Example: Traveling salesman problem for 7 cities (k=3).

  1. Start from a random city (vertice).
  2. Find k nearest cities.
  3. Start from all of them in parallel, check a distance to all unvisited cities. Find k cities such that the sum of distances of the first two steps is minimal.
  4. Repeat 3., remember the best k partial paths on each step.
  5. On the last step, select the best of the paths.

Description: Opis: Beam search

Beam search may be regarded as an improvement of greedy algorithm. In this case we will not simply select the best (local) path to the solution, but we will analyze several other possibilities. On the other hand, limited size of "search beam" keeps the time efficiency of the algorithm (we avoid the exponential growth of a number of possible paths).

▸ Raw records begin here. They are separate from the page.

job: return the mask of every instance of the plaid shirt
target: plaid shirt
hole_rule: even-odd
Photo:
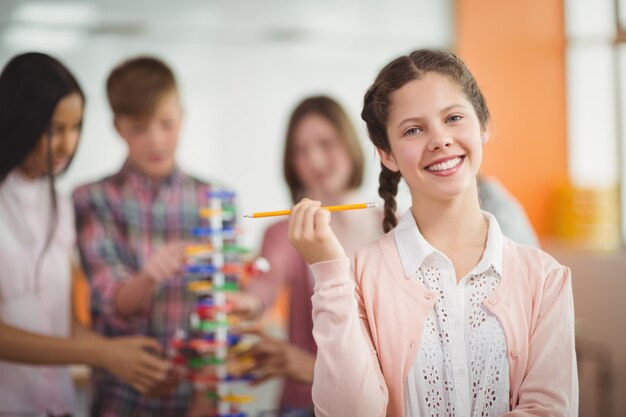
[[[74,191],[78,245],[91,282],[97,331],[106,336],[146,335],[167,347],[176,329],[188,328],[195,298],[184,279],[161,284],[152,304],[132,318],[116,313],[114,297],[161,245],[192,239],[192,229],[206,225],[198,209],[207,206],[210,189],[178,169],[155,188],[126,162],[117,174]],[[192,392],[183,383],[172,396],[147,398],[100,369],[94,370],[92,384],[92,415],[103,417],[183,416]]]

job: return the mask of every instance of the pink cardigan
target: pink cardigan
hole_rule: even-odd
[[[511,412],[578,415],[570,271],[505,238],[503,277],[486,307],[509,352]],[[438,294],[404,274],[393,231],[315,276],[313,382],[317,417],[404,416],[404,384]]]

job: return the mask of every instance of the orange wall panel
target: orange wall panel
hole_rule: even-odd
[[[540,235],[567,180],[563,3],[458,0],[456,51],[492,112],[482,172],[523,204]]]

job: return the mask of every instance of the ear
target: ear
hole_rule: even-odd
[[[128,139],[125,136],[126,132],[124,131],[124,124],[120,120],[120,116],[113,116],[113,127],[115,127],[115,131],[117,132],[117,135],[124,142],[126,142],[126,144],[128,144]]]
[[[378,152],[378,156],[380,156],[380,161],[388,170],[393,172],[400,171],[400,168],[398,168],[398,164],[396,163],[396,158],[393,156],[391,151],[387,152],[380,148],[376,148],[376,151]]]
[[[489,138],[491,137],[491,126],[487,125],[480,133],[480,142],[484,145],[489,142]]]

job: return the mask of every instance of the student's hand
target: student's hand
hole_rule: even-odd
[[[346,257],[330,228],[330,212],[319,201],[303,199],[291,209],[289,242],[309,264]]]
[[[150,255],[142,272],[155,282],[180,275],[185,260],[185,248],[189,245],[191,242],[176,241],[162,246]]]
[[[313,382],[314,354],[287,341],[275,339],[259,328],[246,329],[244,333],[259,337],[254,346],[235,356],[235,360],[238,357],[253,359],[252,365],[239,370],[240,375],[255,376],[252,385],[274,377],[286,377],[309,384]]]
[[[167,395],[172,395],[178,385],[180,385],[180,381],[182,376],[176,368],[171,368],[167,376],[163,381],[157,382],[152,388],[145,392],[147,397],[158,398],[164,397]]]
[[[171,376],[171,363],[158,356],[163,349],[156,340],[116,337],[99,341],[98,348],[101,367],[142,394],[154,393]]]
[[[261,297],[251,292],[227,292],[226,302],[232,306],[230,313],[242,320],[255,319],[263,312]]]

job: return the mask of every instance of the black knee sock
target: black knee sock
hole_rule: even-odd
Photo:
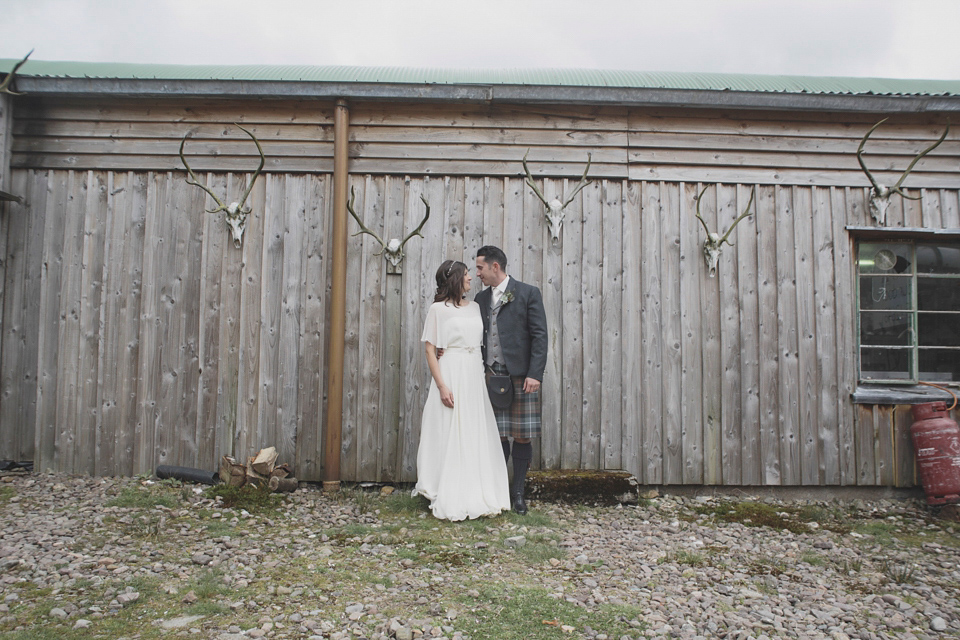
[[[507,462],[510,459],[510,441],[501,440],[500,446],[503,447],[503,461]]]
[[[523,495],[524,485],[527,481],[527,469],[530,468],[530,460],[532,458],[533,445],[531,443],[513,443],[513,484],[510,486],[511,494]]]

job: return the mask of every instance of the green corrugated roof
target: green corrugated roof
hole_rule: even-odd
[[[17,60],[0,59],[0,73]],[[520,85],[694,89],[847,95],[960,95],[960,80],[674,73],[593,69],[440,69],[309,65],[169,65],[27,61],[20,75],[136,80],[248,80],[377,84]]]

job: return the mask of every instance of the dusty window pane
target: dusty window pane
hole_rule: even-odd
[[[919,344],[960,347],[960,313],[918,313]]]
[[[911,273],[910,245],[861,242],[857,254],[860,273]]]
[[[960,351],[920,349],[920,379],[927,382],[960,382]]]
[[[910,309],[912,283],[909,276],[861,276],[860,308]]]
[[[909,380],[910,351],[865,347],[860,350],[860,373],[867,380]]]
[[[960,311],[960,278],[917,278],[920,311]]]
[[[960,247],[918,244],[917,273],[960,273]]]
[[[864,311],[860,314],[860,344],[909,346],[909,313]]]

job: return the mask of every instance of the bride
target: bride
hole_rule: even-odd
[[[483,320],[477,303],[465,298],[471,280],[462,262],[440,265],[421,337],[433,381],[423,407],[413,494],[427,497],[433,515],[443,520],[510,510],[507,466],[484,384]]]

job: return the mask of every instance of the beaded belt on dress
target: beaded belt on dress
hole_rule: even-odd
[[[467,353],[477,353],[480,347],[447,347],[445,351],[466,351]]]

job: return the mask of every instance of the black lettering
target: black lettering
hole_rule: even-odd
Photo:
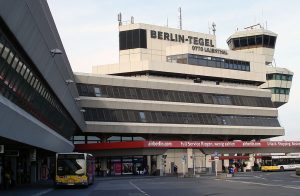
[[[200,39],[199,39],[199,45],[200,45],[200,46],[204,46],[203,38],[200,38]]]
[[[154,30],[151,30],[151,38],[156,38],[156,31]]]
[[[189,38],[189,43],[192,44],[193,37],[192,36],[188,36],[188,38]]]
[[[205,39],[205,46],[209,46],[209,39]]]
[[[157,38],[158,38],[158,39],[163,39],[163,32],[158,31],[158,32],[157,32]]]
[[[198,37],[194,37],[193,39],[194,39],[194,44],[195,45],[199,45],[199,39],[198,39]]]
[[[178,41],[184,43],[184,35],[178,35]]]
[[[169,33],[164,32],[164,40],[170,40]]]
[[[215,46],[213,45],[213,43],[212,43],[212,40],[210,40],[210,46],[211,46],[211,47],[215,47]]]
[[[171,34],[171,41],[175,41],[174,37],[173,37],[173,33],[170,33]]]
[[[177,34],[175,34],[175,41],[177,42],[177,37],[178,37],[178,35]]]

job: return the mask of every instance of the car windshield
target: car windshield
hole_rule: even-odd
[[[57,175],[84,175],[86,171],[84,156],[59,156]]]

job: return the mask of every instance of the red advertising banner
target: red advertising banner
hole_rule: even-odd
[[[77,151],[136,148],[300,148],[300,141],[130,141],[76,144]]]
[[[145,141],[146,148],[300,147],[300,141]]]

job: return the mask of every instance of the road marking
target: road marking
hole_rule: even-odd
[[[33,194],[32,196],[41,196],[41,195],[45,195],[51,191],[53,191],[54,189],[47,189],[45,191],[42,191],[42,192],[39,192],[39,193],[36,193],[36,194]]]
[[[282,182],[283,180],[272,180],[274,182]]]
[[[253,176],[254,178],[259,178],[259,179],[262,179],[262,180],[265,180],[265,178],[261,177],[261,176]]]
[[[131,184],[131,186],[133,186],[134,188],[136,188],[138,191],[140,191],[141,193],[143,193],[146,196],[150,196],[149,194],[147,194],[145,191],[143,191],[142,189],[140,189],[137,185],[133,184],[133,182],[129,181],[129,184]]]
[[[300,182],[300,181],[298,180],[298,181],[292,181],[292,182]]]
[[[258,182],[247,182],[247,181],[235,181],[235,180],[225,180],[226,182],[240,182],[243,184],[254,184],[254,185],[261,185],[261,186],[276,186],[276,187],[283,187],[288,189],[298,189],[300,190],[299,186],[290,186],[290,185],[280,185],[280,184],[265,184],[265,183],[258,183]]]

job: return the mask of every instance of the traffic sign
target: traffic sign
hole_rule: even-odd
[[[219,157],[214,157],[215,161],[218,161],[219,160]]]

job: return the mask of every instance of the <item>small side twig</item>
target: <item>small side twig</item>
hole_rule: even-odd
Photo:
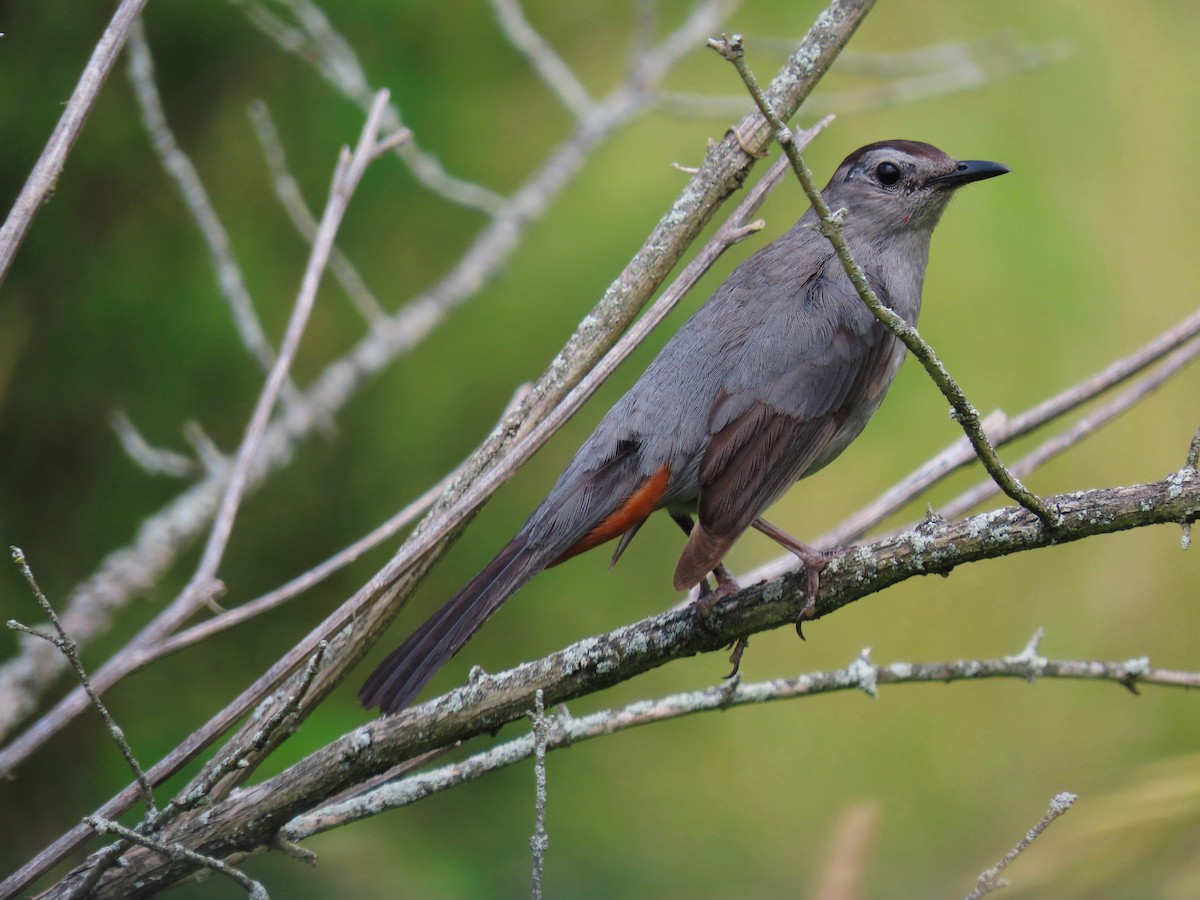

The notion of the neighborhood

To use a hill climbing or tabu search (or several other methods, presented on the next lectures) we should define a notion of neighborhood on a state space X. For each x (a potential solution of our problem, or an element of the state space) we will define a finite set N(x) of its neighbors. The set N(x) may be defined arbitrarily, although in practice we should do it carefully and in connection with the optimization problem. The principle of all methods similar to hill climbing is to perform rather small, gradual changes to the solution, thus the definition of neighborhood should reflect to such small changes.

Moreover, the neighborhood of a solution should not be too numerous, otherwise algorithms (which check all neighbors in a loop) will be too slow. On the other hand, the neighborhood should be a connected relation, i.e. it should be possible to transit from any solution to all other solutions by walking from one neighbor to another. Otherwise our algorithms would not be able to search all the state space and may miss an optimal solution.

Example: X - a plane (discrete, for a given grid step e.g. 0.01). As a neighbor of a point x we may regard any point which is not further than by 0.01 in any direction.

Example: vertex covering problem.
Given a graph G, find the smallest set of vertices B adjacent to all edges of G.

Description: Opis: Neighbors

State space X is a family of all (potential) coverings, i.e. all subsets of the set of vertices. We may regard two solutions as neighbors when they differ by just one vertex. Note that we are talking about the whole solutions, not single vertices of G!


Summary and references

The lecture was devoted to optimization techniques, which are based on one of the following principles:

Greedy principle: build a solution gradually, achieving as much as possible on each step.

Neighborhood search: define a neighborhood relation (i.e. which solutions we will regard as similar) and search through the state space by "jumping" from one solution to another (the better one, if possible).

References:


Glossary

See the text above for detailed definitions (keywords are marked red).

hill climbing - algorithm which improves a given solution by searching its neighbors
greedy algorithm - algorithm which builds a solution gradually, with the best (local) components
goal function - a real-valued function which we have to optimize
tabu search - a modification of hill climbing algorithm which allows to escape from local optima
state space - a set of all possible solutions of the optimization problem
beam search - a modification of greedy algorithm which allow to check many paths in parallel
neighbor - two different solutions of the optimization problem will be regarded as neighbors, if they met some (arbitrarily defined) similarity criteria
optimization problem - a task of finding minimal or maximal value of a goal function on a discrete set (state space)


Exercises

6.1. Find an example of traveling salesman problem (an instance of the distance graph), for which a greedy algorithm will fail to find an optimal path.

6.2. Solve the knapsack problem with hill climbing method (i.e. define a neighborhood and a goal function).